Ross Armstrong, a senior research analyst at Info-Tech, an IT analyst firm for small and mid-sized companies, points out that in emergencies that prevent employees from reaching the workplace, such as disruption to transportation resources or public health quarantines, a working IT infrastructure is of little value.
"The recent London terrorist attack is prompting companies to look at their contingency plans," says Armstrong. "Most planners think about IT downtime or loss of power but don't consider situations in which the technology is working and their employees can't reach the office."

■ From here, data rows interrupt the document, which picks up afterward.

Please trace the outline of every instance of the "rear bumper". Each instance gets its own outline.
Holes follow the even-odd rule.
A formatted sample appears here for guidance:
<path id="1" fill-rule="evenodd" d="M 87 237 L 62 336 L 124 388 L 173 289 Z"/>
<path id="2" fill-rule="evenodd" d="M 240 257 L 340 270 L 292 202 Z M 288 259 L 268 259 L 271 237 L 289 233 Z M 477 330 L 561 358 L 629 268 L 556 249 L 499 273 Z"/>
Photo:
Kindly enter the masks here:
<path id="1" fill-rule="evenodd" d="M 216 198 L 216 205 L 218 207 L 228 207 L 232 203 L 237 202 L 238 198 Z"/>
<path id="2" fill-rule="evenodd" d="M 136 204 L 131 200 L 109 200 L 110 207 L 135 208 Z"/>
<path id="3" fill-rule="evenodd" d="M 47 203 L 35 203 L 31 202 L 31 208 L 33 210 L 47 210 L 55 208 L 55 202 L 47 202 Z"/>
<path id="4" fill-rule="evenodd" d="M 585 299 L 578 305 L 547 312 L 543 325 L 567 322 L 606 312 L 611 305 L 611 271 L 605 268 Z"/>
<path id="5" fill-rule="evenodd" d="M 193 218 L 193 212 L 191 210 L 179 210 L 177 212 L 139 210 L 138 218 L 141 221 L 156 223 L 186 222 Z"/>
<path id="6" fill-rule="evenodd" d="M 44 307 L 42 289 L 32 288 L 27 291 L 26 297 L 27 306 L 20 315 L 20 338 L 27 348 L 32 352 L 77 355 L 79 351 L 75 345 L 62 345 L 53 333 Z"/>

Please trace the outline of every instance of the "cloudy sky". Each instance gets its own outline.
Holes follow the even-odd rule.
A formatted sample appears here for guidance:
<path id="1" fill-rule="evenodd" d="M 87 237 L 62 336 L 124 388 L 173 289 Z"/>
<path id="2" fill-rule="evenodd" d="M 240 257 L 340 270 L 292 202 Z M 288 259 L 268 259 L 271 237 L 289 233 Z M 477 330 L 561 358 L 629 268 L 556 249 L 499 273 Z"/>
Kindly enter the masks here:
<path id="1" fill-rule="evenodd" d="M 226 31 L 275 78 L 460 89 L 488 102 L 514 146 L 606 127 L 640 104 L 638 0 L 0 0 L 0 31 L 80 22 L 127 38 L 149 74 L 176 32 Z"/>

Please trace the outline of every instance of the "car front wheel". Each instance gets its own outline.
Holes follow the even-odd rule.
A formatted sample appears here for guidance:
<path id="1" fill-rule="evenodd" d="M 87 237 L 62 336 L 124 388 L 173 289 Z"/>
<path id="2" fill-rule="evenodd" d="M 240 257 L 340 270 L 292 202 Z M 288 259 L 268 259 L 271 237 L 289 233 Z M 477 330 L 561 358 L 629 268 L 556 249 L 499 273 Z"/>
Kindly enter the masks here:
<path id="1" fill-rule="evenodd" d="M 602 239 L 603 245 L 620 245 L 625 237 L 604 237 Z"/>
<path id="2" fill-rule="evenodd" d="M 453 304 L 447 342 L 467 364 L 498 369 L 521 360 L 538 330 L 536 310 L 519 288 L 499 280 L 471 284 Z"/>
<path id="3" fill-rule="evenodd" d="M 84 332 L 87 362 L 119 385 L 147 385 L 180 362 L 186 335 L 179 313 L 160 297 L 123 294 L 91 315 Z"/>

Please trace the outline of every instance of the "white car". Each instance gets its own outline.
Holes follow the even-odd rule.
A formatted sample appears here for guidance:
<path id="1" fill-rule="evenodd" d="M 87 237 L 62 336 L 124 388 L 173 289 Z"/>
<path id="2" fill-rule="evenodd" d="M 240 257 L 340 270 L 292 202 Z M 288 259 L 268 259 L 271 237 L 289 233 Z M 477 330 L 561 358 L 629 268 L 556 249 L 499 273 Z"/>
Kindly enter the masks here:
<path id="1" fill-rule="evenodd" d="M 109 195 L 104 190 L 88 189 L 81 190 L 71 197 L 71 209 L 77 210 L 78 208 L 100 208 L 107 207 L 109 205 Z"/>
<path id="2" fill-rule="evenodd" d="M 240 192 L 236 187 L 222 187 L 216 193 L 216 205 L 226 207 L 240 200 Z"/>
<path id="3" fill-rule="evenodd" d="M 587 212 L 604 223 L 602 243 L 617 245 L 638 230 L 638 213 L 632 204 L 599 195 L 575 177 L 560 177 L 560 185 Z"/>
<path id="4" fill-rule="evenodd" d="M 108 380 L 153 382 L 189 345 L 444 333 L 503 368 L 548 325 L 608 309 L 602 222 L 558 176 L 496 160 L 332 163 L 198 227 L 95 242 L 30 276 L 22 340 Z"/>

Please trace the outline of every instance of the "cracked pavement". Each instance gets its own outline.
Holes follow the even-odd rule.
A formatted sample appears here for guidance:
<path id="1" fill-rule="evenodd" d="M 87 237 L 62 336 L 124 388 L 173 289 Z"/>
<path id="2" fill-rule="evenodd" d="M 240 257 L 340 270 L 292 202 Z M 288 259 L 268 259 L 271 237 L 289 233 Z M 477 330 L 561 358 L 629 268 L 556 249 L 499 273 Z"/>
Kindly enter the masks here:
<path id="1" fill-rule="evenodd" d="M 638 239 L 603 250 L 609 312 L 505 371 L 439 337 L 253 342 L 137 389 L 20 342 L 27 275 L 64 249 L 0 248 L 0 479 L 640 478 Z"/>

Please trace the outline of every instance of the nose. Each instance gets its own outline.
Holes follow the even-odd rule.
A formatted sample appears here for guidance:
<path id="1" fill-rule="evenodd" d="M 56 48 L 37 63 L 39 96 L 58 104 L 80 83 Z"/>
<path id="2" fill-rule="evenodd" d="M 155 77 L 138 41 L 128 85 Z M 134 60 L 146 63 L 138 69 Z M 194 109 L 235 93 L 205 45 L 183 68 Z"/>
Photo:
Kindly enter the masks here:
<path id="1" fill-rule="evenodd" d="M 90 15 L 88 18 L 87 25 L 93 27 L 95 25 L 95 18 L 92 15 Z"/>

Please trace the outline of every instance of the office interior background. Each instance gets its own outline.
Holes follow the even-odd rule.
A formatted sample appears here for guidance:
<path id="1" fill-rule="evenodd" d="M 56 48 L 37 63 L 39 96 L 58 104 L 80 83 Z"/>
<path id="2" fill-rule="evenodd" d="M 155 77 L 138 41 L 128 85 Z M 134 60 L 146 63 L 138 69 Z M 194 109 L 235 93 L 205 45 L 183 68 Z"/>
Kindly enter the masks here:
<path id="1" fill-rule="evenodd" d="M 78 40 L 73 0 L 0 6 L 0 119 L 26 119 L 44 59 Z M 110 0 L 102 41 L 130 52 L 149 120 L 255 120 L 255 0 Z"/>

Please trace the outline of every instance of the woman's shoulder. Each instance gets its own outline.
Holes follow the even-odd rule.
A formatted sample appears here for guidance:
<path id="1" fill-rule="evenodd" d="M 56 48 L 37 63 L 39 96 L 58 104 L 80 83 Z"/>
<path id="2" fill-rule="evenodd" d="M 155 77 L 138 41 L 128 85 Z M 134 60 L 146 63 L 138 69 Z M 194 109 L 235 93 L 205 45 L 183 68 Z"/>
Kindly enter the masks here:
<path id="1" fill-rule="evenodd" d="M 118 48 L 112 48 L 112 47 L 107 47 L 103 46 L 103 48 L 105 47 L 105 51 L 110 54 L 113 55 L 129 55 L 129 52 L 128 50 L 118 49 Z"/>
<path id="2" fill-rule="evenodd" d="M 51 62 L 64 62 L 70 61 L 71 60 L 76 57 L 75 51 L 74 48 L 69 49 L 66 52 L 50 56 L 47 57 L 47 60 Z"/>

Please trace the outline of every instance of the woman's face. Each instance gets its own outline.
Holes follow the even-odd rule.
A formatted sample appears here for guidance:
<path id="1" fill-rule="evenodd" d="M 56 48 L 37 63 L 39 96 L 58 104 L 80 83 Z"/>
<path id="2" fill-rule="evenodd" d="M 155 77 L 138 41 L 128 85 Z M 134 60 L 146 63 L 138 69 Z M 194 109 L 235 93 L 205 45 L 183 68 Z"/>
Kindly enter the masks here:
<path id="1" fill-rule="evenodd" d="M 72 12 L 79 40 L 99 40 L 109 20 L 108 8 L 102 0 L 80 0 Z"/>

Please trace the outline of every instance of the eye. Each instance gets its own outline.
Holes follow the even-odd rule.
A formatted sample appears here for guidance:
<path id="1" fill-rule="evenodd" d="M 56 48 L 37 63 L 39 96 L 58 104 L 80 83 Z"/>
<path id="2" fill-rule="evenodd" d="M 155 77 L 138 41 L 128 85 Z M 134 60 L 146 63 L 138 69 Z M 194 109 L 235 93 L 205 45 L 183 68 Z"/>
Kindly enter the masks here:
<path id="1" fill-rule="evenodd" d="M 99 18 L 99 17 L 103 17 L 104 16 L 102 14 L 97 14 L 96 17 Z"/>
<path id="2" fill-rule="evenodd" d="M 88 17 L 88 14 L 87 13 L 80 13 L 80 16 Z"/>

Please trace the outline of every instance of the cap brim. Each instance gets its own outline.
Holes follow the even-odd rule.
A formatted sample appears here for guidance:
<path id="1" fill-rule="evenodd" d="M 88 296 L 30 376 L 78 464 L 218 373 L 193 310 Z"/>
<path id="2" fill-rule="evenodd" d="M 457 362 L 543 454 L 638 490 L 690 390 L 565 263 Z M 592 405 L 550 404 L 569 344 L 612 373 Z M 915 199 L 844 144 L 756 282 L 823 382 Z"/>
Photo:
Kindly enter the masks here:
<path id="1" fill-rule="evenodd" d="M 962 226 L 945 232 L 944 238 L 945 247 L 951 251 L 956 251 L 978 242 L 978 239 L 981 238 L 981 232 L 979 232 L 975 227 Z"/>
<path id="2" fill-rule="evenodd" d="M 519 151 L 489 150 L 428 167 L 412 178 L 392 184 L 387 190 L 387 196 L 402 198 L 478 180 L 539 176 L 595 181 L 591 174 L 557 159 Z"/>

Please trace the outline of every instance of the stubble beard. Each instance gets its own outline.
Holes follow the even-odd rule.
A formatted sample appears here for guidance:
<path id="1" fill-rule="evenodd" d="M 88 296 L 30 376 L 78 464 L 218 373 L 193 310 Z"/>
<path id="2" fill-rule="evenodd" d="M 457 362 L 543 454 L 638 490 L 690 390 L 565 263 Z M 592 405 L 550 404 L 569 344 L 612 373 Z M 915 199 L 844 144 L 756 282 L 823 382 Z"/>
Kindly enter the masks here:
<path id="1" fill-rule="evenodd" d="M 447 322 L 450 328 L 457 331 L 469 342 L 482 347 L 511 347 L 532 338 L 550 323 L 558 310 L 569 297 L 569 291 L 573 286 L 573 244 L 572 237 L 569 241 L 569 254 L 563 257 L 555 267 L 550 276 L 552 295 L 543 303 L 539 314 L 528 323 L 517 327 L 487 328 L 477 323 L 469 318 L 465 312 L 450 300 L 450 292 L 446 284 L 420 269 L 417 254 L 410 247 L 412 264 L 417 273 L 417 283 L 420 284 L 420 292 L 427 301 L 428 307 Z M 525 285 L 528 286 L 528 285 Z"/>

In the case of last week's bombings, he adds, many employees were not able to get to work because the transportation system was shut down. "The ability of business to continue in circumstances like these is a direct result of how well communication and information technology services are extended to the home for remote operations and teleworking," says Armstrong.
Info-Tech recommends enterprises review their disaster contingency Plans to incorporate key elements such as:
- Ensure the plan specifically identifies "key employees" that need to have system access, and define how they will have remote access to critical systems in the event they cannot reach the workplace. This could include enabling home computers for corporate access or issuing laptops.
- Set up a Virtual Private Network for PC access as well as remote teleconferencing and the ability to call forward business phones to home numbers.
- Make it a policy that laptop users take their PCs home nightly, even if they don't intend to do work at home that evening.
- Enable network administrators and system operators to do as much remote management as possible. In addition to line workers, IT operational staff needs remote system access to ensure business continuity.
These basic precautions will help CIOs implement measures to mitigate business risk where workers cannot gain physical access to their normal workplace.